Arrêt Jordan : il y a urgence d’agir

Véronique Hivon

Députée de Joliette, Lieutenante du Chef de l'opposition officielle, chargée de mission pour les relations avec la société civile, la participation citoyenne et la convergence et porte-parole en matière de justice, de réforme des institutions démocratiques, de soins de fin de vie et responsable de la région de la Mauricie

mardi 11 avril, 2017

Le 6 avril dernier, nous apprenions que M. Sivaloganathan Thanabalasingam ne subira pas son procès pour meurtre et que les accusations qui pèsent contre lui sont tombées. La raison : depuis que la Cour suprême a rendu son jugement dans l’affaire Jordan, tout délai juridique jugé déraisonnable peut mener à l’avortement d’un procès.

Vous vous imaginez comment se sent la famille de cette jeune femme qui a été assassinée et dont le mari, accusé de meurtre, a été libéré non pas parce qu’il a été innocenté ou parce qu’il y avait un doute raisonnable quant à sa culpabilité, mais bien parce que le système n’arrive tout simplement pas à accomplir sa mission fondamentale, soit rendre justice, pour cause de délais déraisonnables.

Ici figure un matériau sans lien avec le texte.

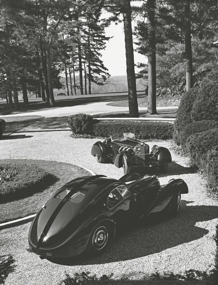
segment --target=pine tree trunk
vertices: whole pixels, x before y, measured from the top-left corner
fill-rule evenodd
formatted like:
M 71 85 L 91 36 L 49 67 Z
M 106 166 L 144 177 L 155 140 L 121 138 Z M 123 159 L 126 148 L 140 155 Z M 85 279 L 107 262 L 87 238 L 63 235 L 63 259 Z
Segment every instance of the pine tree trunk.
M 91 65 L 90 61 L 89 60 L 88 63 L 88 71 L 89 73 L 89 76 L 88 78 L 89 80 L 89 94 L 91 94 Z
M 37 88 L 38 91 L 37 93 L 38 93 L 38 97 L 39 98 L 42 98 L 42 94 L 41 93 L 41 87 L 40 85 L 38 86 L 38 88 Z
M 8 103 L 8 99 L 7 95 L 6 95 L 5 98 L 6 99 L 6 102 L 7 103 L 7 109 L 8 110 L 9 108 L 9 104 Z
M 73 58 L 73 54 L 72 55 L 72 60 L 73 61 L 73 83 L 74 85 L 73 87 L 74 88 L 74 93 L 75 95 L 77 95 L 76 90 L 76 79 L 75 78 L 75 70 L 74 69 L 74 60 Z
M 148 92 L 147 114 L 157 114 L 156 108 L 156 50 L 155 0 L 148 0 Z
M 65 77 L 66 80 L 66 86 L 67 87 L 67 93 L 68 96 L 70 96 L 70 94 L 69 93 L 69 87 L 68 86 L 68 79 L 67 78 L 67 63 L 66 63 L 66 59 L 65 57 L 64 57 L 64 67 L 65 68 Z
M 85 94 L 87 95 L 87 87 L 86 87 L 86 71 L 85 70 L 85 65 L 84 63 L 84 78 L 85 81 Z
M 130 118 L 139 118 L 130 0 L 123 0 L 123 5 L 124 8 L 123 23 L 129 97 L 129 117 Z
M 40 81 L 40 85 L 41 87 L 41 93 L 42 93 L 42 102 L 46 102 L 46 98 L 45 97 L 45 85 L 44 84 L 44 81 L 43 80 L 42 75 L 42 71 L 40 70 L 39 70 L 38 72 L 39 78 L 39 81 Z
M 45 92 L 46 93 L 46 100 L 48 102 L 49 102 L 49 90 L 48 90 L 48 76 L 47 75 L 47 60 L 46 58 L 46 54 L 45 52 L 45 56 L 44 56 L 43 52 L 43 48 L 42 43 L 41 39 L 40 40 L 40 51 L 41 54 L 41 58 L 43 68 L 43 74 L 45 78 Z
M 12 79 L 13 84 L 13 93 L 14 95 L 14 110 L 16 111 L 20 110 L 19 107 L 19 102 L 18 101 L 18 95 L 17 95 L 17 83 L 16 82 L 16 78 L 14 77 L 14 73 L 13 71 L 11 71 L 11 75 Z
M 24 75 L 22 75 L 21 77 L 20 82 L 23 91 L 23 98 L 24 99 L 24 105 L 27 107 L 29 106 L 29 101 L 28 101 L 28 96 L 27 95 L 27 90 L 26 89 L 26 78 Z
M 90 20 L 90 18 L 89 20 Z M 89 48 L 90 48 L 90 27 L 89 26 L 88 32 L 88 47 Z M 92 93 L 91 91 L 91 63 L 90 61 L 90 58 L 89 56 L 88 57 L 88 80 L 89 81 L 89 94 Z
M 8 103 L 9 105 L 9 110 L 12 110 L 13 109 L 13 100 L 12 99 L 12 95 L 11 95 L 11 91 L 10 90 L 8 91 Z
M 191 22 L 190 19 L 190 0 L 186 0 L 185 3 L 186 63 L 186 91 L 193 86 Z
M 39 82 L 40 83 L 40 86 L 41 87 L 41 92 L 42 94 L 42 102 L 45 102 L 46 101 L 46 98 L 45 97 L 45 85 L 44 84 L 44 81 L 43 80 L 42 75 L 42 71 L 41 69 L 41 64 L 40 63 L 40 57 L 39 56 L 39 52 L 38 47 L 36 46 L 36 52 L 37 52 L 37 56 L 38 60 L 38 74 L 39 78 Z M 42 55 L 42 58 L 43 59 L 43 61 L 44 61 L 44 59 L 43 58 L 43 55 Z M 43 63 L 42 64 L 42 69 L 43 69 Z
M 79 34 L 79 28 L 77 28 Z M 82 55 L 81 53 L 81 44 L 80 42 L 78 44 L 78 58 L 79 58 L 79 85 L 80 89 L 80 94 L 83 95 L 83 68 L 82 65 Z
M 45 41 L 45 48 L 46 53 L 47 62 L 47 76 L 48 77 L 48 86 L 49 92 L 49 104 L 51 107 L 54 106 L 54 99 L 53 93 L 53 87 L 52 81 L 51 69 L 51 55 L 50 47 Z
M 70 71 L 70 68 L 69 68 L 69 77 L 70 77 L 70 90 L 71 92 L 71 96 L 72 96 L 73 90 L 72 89 L 72 78 L 71 77 L 71 71 Z

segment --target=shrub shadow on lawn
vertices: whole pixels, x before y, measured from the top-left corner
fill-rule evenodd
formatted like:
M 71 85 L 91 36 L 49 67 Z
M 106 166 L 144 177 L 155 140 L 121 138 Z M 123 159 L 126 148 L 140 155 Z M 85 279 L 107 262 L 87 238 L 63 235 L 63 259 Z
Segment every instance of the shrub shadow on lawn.
M 21 130 L 22 132 L 26 132 L 40 131 L 46 129 L 69 128 L 70 128 L 68 122 L 68 116 L 64 117 L 52 117 L 44 118 L 35 122 Z
M 170 212 L 151 217 L 144 224 L 133 221 L 122 228 L 117 227 L 116 240 L 107 251 L 94 257 L 85 256 L 53 260 L 68 265 L 108 263 L 139 258 L 161 252 L 202 238 L 208 230 L 196 225 L 198 222 L 218 218 L 218 207 L 192 206 L 191 202 L 182 200 L 179 216 L 172 217 Z
M 8 202 L 19 201 L 21 199 L 32 196 L 35 193 L 42 192 L 48 186 L 55 184 L 59 180 L 60 178 L 57 176 L 49 173 L 42 181 L 38 181 L 34 185 L 29 185 L 28 188 L 24 189 L 22 192 L 14 193 L 13 195 L 10 193 L 3 197 L 1 196 L 0 205 Z

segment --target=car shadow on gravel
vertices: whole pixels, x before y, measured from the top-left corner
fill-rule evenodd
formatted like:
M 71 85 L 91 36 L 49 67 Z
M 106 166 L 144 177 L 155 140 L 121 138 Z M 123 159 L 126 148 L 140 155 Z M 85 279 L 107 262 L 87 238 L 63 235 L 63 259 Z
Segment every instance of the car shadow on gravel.
M 26 134 L 18 134 L 16 135 L 3 135 L 2 136 L 1 140 L 16 140 L 18 138 L 32 138 L 33 136 L 26 136 Z
M 176 217 L 171 216 L 168 212 L 153 216 L 146 222 L 134 222 L 122 228 L 117 227 L 116 239 L 101 255 L 88 257 L 81 255 L 52 262 L 75 266 L 127 260 L 159 253 L 200 239 L 209 231 L 196 223 L 218 218 L 218 206 L 192 206 L 192 203 L 182 200 L 181 212 Z
M 133 172 L 138 172 L 141 175 L 146 174 L 154 175 L 158 177 L 164 177 L 169 175 L 179 175 L 184 174 L 189 174 L 194 172 L 194 169 L 190 167 L 185 167 L 176 163 L 175 161 L 172 161 L 169 164 L 169 168 L 167 171 L 161 171 L 158 167 L 151 167 L 146 169 L 139 171 L 137 168 L 132 168 Z

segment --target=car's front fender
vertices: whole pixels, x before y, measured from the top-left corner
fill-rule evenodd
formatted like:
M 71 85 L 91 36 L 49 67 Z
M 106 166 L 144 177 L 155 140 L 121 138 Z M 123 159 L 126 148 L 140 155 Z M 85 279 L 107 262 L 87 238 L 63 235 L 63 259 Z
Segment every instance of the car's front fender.
M 157 153 L 157 160 L 160 164 L 172 162 L 172 158 L 170 151 L 166 147 L 159 147 Z
M 115 158 L 114 164 L 118 168 L 122 166 L 122 159 L 124 156 L 126 160 L 128 166 L 131 165 L 131 162 L 134 156 L 134 154 L 130 151 L 121 151 L 117 155 Z
M 91 154 L 93 156 L 97 155 L 101 157 L 103 160 L 106 159 L 106 153 L 104 144 L 100 141 L 95 142 L 92 148 Z

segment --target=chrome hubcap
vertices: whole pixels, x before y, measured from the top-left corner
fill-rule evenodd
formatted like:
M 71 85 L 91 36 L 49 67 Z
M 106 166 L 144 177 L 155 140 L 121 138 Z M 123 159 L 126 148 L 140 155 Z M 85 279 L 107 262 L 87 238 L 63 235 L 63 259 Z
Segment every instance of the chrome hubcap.
M 97 229 L 93 235 L 92 244 L 96 249 L 101 249 L 107 243 L 108 233 L 106 228 L 101 227 Z
M 178 194 L 178 198 L 177 198 L 177 210 L 179 209 L 180 206 L 180 203 L 181 202 L 181 200 L 180 199 L 180 195 L 179 193 Z

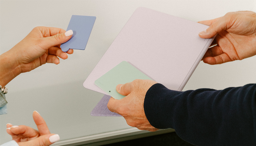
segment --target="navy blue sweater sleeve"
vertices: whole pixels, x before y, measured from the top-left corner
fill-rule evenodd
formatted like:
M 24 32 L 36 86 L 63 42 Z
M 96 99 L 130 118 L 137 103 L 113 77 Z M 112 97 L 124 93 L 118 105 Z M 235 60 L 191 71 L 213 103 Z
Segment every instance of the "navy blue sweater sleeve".
M 150 124 L 199 146 L 256 145 L 256 84 L 177 91 L 155 84 L 144 102 Z

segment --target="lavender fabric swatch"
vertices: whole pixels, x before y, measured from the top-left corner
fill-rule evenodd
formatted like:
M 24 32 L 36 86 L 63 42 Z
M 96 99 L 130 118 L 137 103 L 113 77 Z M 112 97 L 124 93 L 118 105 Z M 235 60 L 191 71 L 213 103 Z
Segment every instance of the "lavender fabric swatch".
M 122 116 L 118 114 L 111 112 L 107 108 L 107 103 L 111 97 L 111 96 L 109 95 L 104 95 L 91 112 L 91 115 L 106 116 Z

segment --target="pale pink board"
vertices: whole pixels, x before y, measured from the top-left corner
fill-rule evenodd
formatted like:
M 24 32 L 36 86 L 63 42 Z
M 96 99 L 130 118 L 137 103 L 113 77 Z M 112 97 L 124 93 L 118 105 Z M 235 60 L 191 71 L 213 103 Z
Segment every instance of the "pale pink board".
M 199 32 L 208 27 L 138 8 L 83 86 L 107 94 L 94 84 L 94 81 L 122 61 L 126 61 L 167 88 L 181 91 L 214 39 L 202 39 L 198 35 Z

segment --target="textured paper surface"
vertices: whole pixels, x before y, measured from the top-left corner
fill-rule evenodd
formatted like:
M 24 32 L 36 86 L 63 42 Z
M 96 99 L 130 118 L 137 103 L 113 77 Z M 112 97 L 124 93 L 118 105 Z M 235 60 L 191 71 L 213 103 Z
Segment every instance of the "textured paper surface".
M 214 38 L 208 26 L 145 8 L 137 8 L 83 83 L 105 92 L 96 80 L 126 60 L 170 89 L 182 91 Z
M 111 96 L 104 95 L 91 112 L 93 116 L 122 116 L 118 114 L 111 112 L 107 108 L 107 103 Z
M 120 99 L 125 96 L 117 92 L 117 86 L 132 82 L 136 79 L 151 80 L 138 69 L 124 61 L 96 80 L 94 83 L 113 98 Z
M 71 30 L 73 33 L 69 40 L 61 45 L 62 51 L 85 50 L 96 19 L 94 16 L 72 15 L 66 31 Z

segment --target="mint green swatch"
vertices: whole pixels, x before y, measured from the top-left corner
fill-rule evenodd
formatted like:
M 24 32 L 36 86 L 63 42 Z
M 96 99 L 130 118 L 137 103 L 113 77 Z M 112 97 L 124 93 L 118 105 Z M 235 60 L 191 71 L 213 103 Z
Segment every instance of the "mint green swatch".
M 113 98 L 120 99 L 125 96 L 118 93 L 116 87 L 136 79 L 152 80 L 126 61 L 123 61 L 94 82 L 94 84 Z

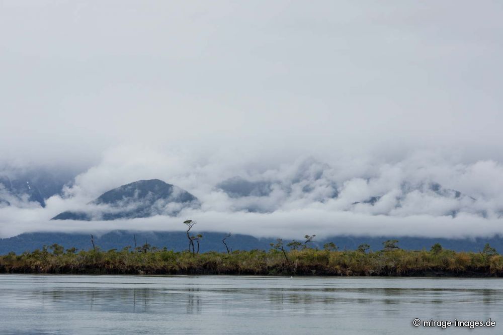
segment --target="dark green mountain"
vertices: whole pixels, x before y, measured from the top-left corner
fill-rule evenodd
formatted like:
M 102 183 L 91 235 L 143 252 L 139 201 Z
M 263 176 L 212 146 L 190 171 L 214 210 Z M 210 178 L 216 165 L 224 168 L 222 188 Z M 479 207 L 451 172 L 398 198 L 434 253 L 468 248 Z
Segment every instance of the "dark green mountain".
M 140 180 L 111 190 L 88 204 L 89 212 L 66 211 L 53 220 L 116 220 L 176 215 L 186 208 L 197 208 L 199 200 L 185 190 L 158 179 Z

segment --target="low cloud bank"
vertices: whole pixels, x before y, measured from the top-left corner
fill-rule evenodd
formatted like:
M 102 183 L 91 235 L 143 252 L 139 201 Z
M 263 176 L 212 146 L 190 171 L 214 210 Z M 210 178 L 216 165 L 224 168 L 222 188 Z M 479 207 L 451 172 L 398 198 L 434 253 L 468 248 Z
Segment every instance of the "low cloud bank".
M 268 164 L 256 156 L 232 159 L 231 153 L 196 159 L 116 148 L 76 176 L 61 194 L 47 199 L 45 208 L 26 199 L 8 198 L 10 206 L 0 206 L 0 236 L 37 231 L 181 230 L 186 218 L 198 221 L 200 231 L 258 237 L 503 233 L 503 165 L 495 161 L 461 161 L 423 152 L 389 162 L 306 156 Z M 149 179 L 189 191 L 201 208 L 183 210 L 176 217 L 50 220 L 65 211 L 96 209 L 89 203 L 103 192 Z

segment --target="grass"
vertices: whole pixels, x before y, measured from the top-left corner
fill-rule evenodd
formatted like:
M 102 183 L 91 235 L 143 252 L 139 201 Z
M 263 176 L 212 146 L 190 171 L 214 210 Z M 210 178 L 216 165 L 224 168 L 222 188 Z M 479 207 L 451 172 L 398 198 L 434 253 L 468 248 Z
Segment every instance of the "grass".
M 285 254 L 288 259 L 282 250 L 274 248 L 195 255 L 155 248 L 77 252 L 54 244 L 0 256 L 0 273 L 503 277 L 503 256 L 495 253 L 306 248 Z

Le sentiment d’indignation, de colère de la population, je le partage entièrement, nous le partageons tous.

À l’heure actuelle, ce sont près de 805 demandes pour arrêt de procédures, dont 485 en matière criminelle, qui sont sur le bureau du Directeur des poursuites criminelles et pénales. Il s’agit d’une réelle hémorragie au sein de notre appareil judiciaire. La situation nécessite une réponse rapide, alors que les Québécois s’inquiètent de voir des personnes accusées, ainsi libérées. C’est la raison pour laquelle le Parti Québécois a interpellé récemment le gouvernement du Québec : il doit répondre à l’inquiétude des Québécois et agir.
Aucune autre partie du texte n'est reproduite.